Barring's expression was a mix of relief and terror. She reached blindly in the direction of Cassie's voice; Cassie caught her right hand.
Recoiled.
Barring's fingers were covered in blood.
A dark figure, tall, male, was approaching, at a distance, from the direction of the payload. "Searle—?" Cassie called.
"No, Cassie, no. It's not Searle—" Barring spoke desperately. "It's Pinbacker. He—"
Cassie frowned. "It can't be—"
The figure was moving toward them with purpose. In the dimness of the corridor, Cassie still couldn't see its face.
"Cassie—" Barring pulled at her. "Cassie, please—"
Too much shadow, still, but her instincts told Cassie what her eyes couldn't or wouldn't: something was wrong, very wrong, with the man coming their way. She took Barring by the wrist. "Ingrid, run—!"
#####
She and Barring ran for the flight deck, got inside. Cassie closed and locked the hatch.

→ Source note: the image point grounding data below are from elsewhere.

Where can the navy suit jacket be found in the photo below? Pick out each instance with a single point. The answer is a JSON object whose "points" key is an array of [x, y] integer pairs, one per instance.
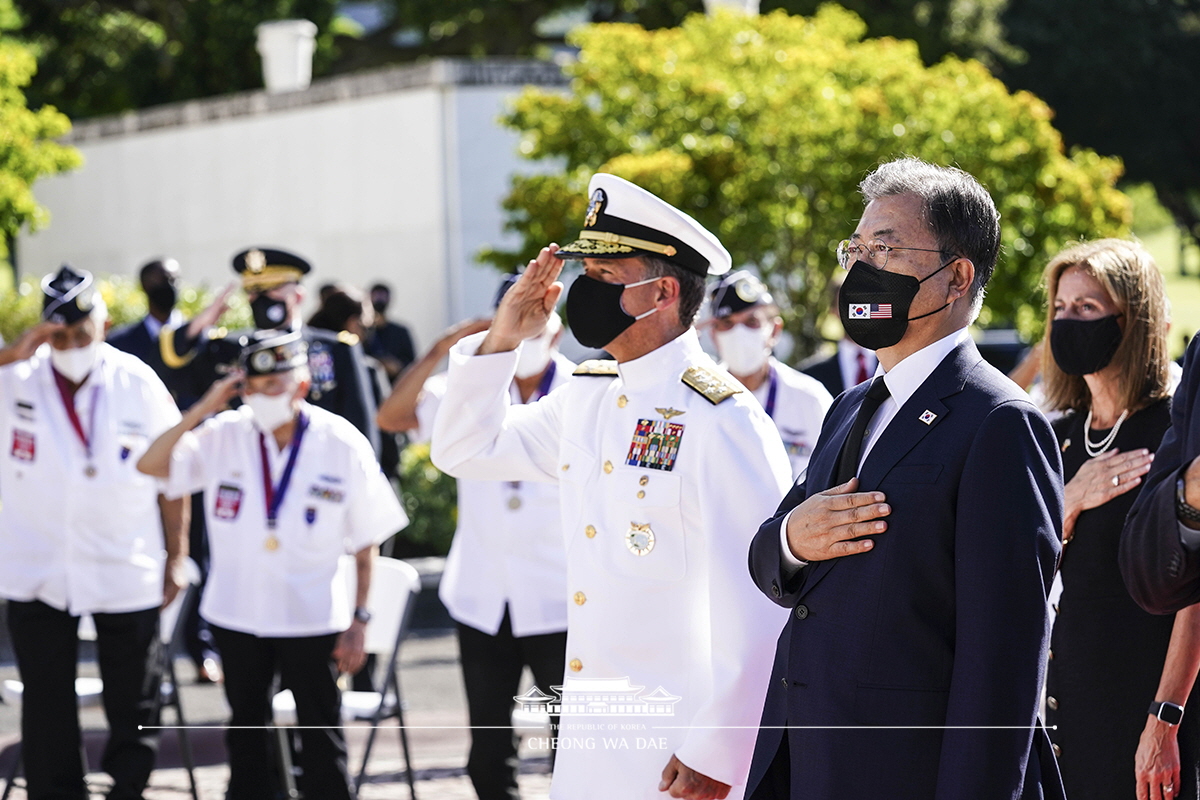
{"points": [[1161, 573], [942, 624]]}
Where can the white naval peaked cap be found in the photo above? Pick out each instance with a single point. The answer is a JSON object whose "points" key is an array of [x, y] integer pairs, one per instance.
{"points": [[624, 220]]}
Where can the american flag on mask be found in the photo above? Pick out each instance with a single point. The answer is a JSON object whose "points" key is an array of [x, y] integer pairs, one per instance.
{"points": [[870, 311]]}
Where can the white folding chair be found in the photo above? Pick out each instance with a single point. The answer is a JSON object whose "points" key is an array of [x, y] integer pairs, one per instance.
{"points": [[89, 691], [394, 588]]}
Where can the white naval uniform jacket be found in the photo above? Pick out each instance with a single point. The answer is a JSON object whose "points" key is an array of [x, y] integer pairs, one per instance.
{"points": [[291, 582], [76, 542], [683, 618], [508, 546], [799, 409]]}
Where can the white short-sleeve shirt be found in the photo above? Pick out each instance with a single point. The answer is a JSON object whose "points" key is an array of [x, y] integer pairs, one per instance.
{"points": [[82, 531], [291, 581]]}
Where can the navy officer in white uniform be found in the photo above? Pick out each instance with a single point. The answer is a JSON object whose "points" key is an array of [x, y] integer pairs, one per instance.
{"points": [[83, 531], [663, 462], [505, 577], [745, 329], [289, 488]]}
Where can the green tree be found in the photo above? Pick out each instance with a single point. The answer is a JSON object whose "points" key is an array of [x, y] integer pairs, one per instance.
{"points": [[28, 150], [1121, 76], [762, 127], [102, 56]]}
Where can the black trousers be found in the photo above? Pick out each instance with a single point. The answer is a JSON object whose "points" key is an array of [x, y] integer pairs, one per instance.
{"points": [[307, 668], [491, 673], [47, 645]]}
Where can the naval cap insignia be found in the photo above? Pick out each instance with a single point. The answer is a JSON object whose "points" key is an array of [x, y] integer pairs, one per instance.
{"points": [[256, 262]]}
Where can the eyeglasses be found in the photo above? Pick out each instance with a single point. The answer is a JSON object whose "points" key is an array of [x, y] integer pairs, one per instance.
{"points": [[875, 252]]}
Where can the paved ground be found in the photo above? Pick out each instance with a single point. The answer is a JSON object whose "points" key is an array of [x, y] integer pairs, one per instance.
{"points": [[436, 714]]}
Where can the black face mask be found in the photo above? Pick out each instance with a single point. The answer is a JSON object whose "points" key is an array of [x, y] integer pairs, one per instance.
{"points": [[594, 311], [1081, 347], [269, 312], [162, 296], [874, 305]]}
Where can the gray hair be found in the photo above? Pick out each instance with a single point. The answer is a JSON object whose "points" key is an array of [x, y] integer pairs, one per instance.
{"points": [[957, 208]]}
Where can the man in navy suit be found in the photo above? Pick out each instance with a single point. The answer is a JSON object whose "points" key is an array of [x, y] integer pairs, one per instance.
{"points": [[918, 551]]}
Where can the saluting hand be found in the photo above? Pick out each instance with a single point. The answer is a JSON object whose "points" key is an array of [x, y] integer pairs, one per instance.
{"points": [[526, 307], [28, 342], [825, 525]]}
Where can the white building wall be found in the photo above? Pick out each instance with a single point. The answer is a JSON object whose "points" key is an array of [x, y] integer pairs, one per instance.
{"points": [[402, 185]]}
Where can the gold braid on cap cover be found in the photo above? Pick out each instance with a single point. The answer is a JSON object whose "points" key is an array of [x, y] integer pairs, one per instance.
{"points": [[629, 241], [271, 275]]}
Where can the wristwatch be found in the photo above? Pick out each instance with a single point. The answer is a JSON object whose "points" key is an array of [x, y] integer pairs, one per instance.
{"points": [[1168, 713], [1186, 513]]}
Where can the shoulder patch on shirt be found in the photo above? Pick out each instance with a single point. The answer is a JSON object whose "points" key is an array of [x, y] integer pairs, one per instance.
{"points": [[715, 385], [599, 367]]}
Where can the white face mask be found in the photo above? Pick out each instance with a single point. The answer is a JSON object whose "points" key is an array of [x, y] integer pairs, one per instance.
{"points": [[744, 349], [77, 362], [270, 410], [534, 355]]}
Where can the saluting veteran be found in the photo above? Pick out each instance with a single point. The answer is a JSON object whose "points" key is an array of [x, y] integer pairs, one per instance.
{"points": [[745, 329], [288, 488], [83, 531], [663, 463]]}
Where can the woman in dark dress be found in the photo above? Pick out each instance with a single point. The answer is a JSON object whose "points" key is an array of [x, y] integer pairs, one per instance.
{"points": [[1107, 368]]}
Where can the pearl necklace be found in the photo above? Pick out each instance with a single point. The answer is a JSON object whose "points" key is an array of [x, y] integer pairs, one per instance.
{"points": [[1101, 446]]}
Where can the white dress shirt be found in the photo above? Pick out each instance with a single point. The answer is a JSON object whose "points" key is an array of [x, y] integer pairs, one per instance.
{"points": [[75, 541], [292, 581], [903, 382], [508, 546]]}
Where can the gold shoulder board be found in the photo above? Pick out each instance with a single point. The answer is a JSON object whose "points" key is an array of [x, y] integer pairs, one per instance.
{"points": [[600, 367], [715, 385]]}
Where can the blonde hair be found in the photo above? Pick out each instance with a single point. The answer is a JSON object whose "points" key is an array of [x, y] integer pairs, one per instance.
{"points": [[1132, 278]]}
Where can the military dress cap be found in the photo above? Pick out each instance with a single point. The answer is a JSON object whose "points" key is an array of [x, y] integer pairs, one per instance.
{"points": [[263, 268], [624, 221], [737, 292], [70, 295], [270, 352]]}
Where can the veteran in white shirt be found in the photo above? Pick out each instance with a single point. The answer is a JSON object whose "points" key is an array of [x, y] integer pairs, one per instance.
{"points": [[82, 531], [664, 463], [289, 488], [505, 577], [747, 326]]}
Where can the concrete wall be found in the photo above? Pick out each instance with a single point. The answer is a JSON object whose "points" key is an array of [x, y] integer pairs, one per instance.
{"points": [[394, 175]]}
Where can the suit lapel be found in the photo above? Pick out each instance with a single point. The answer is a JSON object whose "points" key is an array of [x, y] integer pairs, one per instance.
{"points": [[904, 432]]}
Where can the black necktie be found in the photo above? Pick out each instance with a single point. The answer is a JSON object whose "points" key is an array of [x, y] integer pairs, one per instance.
{"points": [[852, 449]]}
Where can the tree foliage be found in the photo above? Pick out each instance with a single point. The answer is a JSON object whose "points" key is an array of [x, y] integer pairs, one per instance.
{"points": [[28, 150], [762, 127], [102, 56], [1121, 76]]}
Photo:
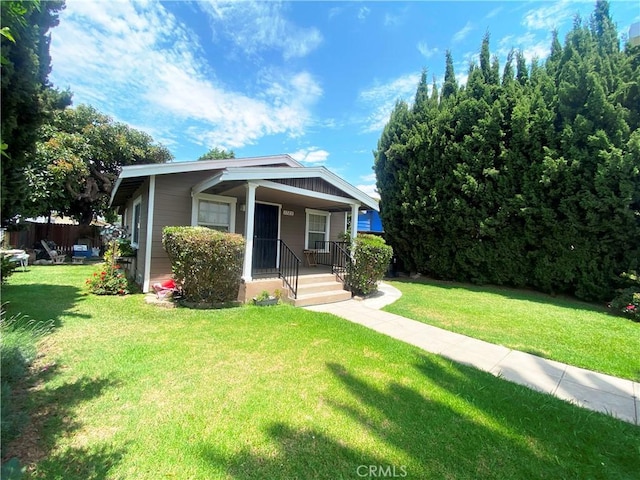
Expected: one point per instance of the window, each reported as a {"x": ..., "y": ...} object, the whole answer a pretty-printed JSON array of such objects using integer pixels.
[
  {"x": 317, "y": 229},
  {"x": 135, "y": 222},
  {"x": 214, "y": 211},
  {"x": 214, "y": 215}
]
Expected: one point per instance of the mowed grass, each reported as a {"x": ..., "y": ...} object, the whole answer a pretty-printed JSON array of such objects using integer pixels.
[
  {"x": 559, "y": 328},
  {"x": 282, "y": 393}
]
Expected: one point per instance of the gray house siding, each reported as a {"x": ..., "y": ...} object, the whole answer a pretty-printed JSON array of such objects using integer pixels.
[{"x": 172, "y": 207}]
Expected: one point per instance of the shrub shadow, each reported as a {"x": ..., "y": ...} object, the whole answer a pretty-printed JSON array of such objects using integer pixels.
[
  {"x": 560, "y": 301},
  {"x": 41, "y": 303},
  {"x": 51, "y": 418},
  {"x": 482, "y": 427}
]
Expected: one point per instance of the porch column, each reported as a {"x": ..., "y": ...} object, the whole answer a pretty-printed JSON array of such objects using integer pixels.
[
  {"x": 248, "y": 231},
  {"x": 355, "y": 208}
]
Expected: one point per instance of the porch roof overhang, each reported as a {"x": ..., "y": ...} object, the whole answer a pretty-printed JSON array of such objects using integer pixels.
[
  {"x": 269, "y": 177},
  {"x": 133, "y": 177}
]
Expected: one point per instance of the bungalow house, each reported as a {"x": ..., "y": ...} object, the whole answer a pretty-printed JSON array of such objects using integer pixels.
[{"x": 291, "y": 216}]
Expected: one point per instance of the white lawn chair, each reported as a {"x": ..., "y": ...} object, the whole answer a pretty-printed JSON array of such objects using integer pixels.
[{"x": 55, "y": 256}]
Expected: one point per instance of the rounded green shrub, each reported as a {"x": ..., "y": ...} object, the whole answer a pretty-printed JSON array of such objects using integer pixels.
[
  {"x": 206, "y": 264},
  {"x": 371, "y": 257}
]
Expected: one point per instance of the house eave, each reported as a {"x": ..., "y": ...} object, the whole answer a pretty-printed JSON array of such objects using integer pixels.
[
  {"x": 131, "y": 177},
  {"x": 265, "y": 174}
]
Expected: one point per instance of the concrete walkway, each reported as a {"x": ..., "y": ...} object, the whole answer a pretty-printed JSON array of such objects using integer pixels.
[{"x": 595, "y": 391}]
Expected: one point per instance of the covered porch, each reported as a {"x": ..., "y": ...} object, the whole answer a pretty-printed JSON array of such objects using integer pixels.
[{"x": 294, "y": 221}]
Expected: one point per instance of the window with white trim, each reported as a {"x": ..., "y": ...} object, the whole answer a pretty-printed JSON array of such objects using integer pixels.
[
  {"x": 317, "y": 229},
  {"x": 135, "y": 222},
  {"x": 214, "y": 211}
]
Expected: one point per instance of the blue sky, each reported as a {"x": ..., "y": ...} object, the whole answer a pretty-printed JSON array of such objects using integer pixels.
[{"x": 316, "y": 80}]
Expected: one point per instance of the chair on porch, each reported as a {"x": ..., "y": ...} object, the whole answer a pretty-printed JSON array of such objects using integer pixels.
[{"x": 53, "y": 254}]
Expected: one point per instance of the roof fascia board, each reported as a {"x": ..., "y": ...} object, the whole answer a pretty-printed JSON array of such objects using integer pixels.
[
  {"x": 306, "y": 193},
  {"x": 307, "y": 172},
  {"x": 207, "y": 183},
  {"x": 202, "y": 165}
]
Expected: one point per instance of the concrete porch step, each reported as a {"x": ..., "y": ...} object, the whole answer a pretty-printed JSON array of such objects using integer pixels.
[
  {"x": 320, "y": 298},
  {"x": 320, "y": 286},
  {"x": 316, "y": 278}
]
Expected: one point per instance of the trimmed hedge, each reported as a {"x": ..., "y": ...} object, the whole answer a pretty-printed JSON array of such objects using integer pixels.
[
  {"x": 371, "y": 260},
  {"x": 206, "y": 264}
]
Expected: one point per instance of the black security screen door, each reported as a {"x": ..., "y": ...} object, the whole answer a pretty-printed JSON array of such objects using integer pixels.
[{"x": 265, "y": 240}]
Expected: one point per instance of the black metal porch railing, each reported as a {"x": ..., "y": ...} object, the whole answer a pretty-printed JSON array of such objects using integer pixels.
[
  {"x": 335, "y": 255},
  {"x": 265, "y": 262}
]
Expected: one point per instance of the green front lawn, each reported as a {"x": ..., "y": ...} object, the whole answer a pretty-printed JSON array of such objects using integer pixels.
[
  {"x": 559, "y": 328},
  {"x": 281, "y": 393}
]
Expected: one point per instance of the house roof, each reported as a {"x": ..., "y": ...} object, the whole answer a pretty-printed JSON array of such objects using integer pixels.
[
  {"x": 264, "y": 170},
  {"x": 133, "y": 176}
]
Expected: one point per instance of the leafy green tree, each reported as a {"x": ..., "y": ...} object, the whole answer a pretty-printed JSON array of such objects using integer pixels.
[
  {"x": 79, "y": 158},
  {"x": 529, "y": 180},
  {"x": 218, "y": 154},
  {"x": 27, "y": 95}
]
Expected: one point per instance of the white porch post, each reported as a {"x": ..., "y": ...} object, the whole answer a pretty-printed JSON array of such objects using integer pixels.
[
  {"x": 248, "y": 231},
  {"x": 354, "y": 225}
]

Waited. Staring at the smoke-gray alloy of the door, her heart thudding against her sternum.
"Cassie."
A man's voice. Pinbacker's voice. Not over her comm feed. Inches away, on the other side of the hatch.
"Cassie, open the door, please."
Beside her, Barring was biting her lip, stifling a sob.
"No, sir," Cassie replied. She was shaking. "Respectfully— Captain, you're not well—"
A pause. Silence.
Something struck a ringing blow against far side of the hatch. Cassie jumped; Barring cried out.
"Lieutenant Cassidy," said Pinbacker, "I'm ordering you to open this door—"
Another thunderous blow to the door. Almost as if someone were hitting it with a four-foot engine wrench. Cassie could swear she saw the hatch shift on its hinges, dent slightly inward.
"Cassie." Pinbacker's voice was quiet now, reasonable, practically gentle. "I would like for you and Barring to join Doctor Searle in the forward lounge. I need you to understand something."
Cassie asked, as evenly as she could: "Understand what, sir?"
"Why it has to end. Why it all has to end."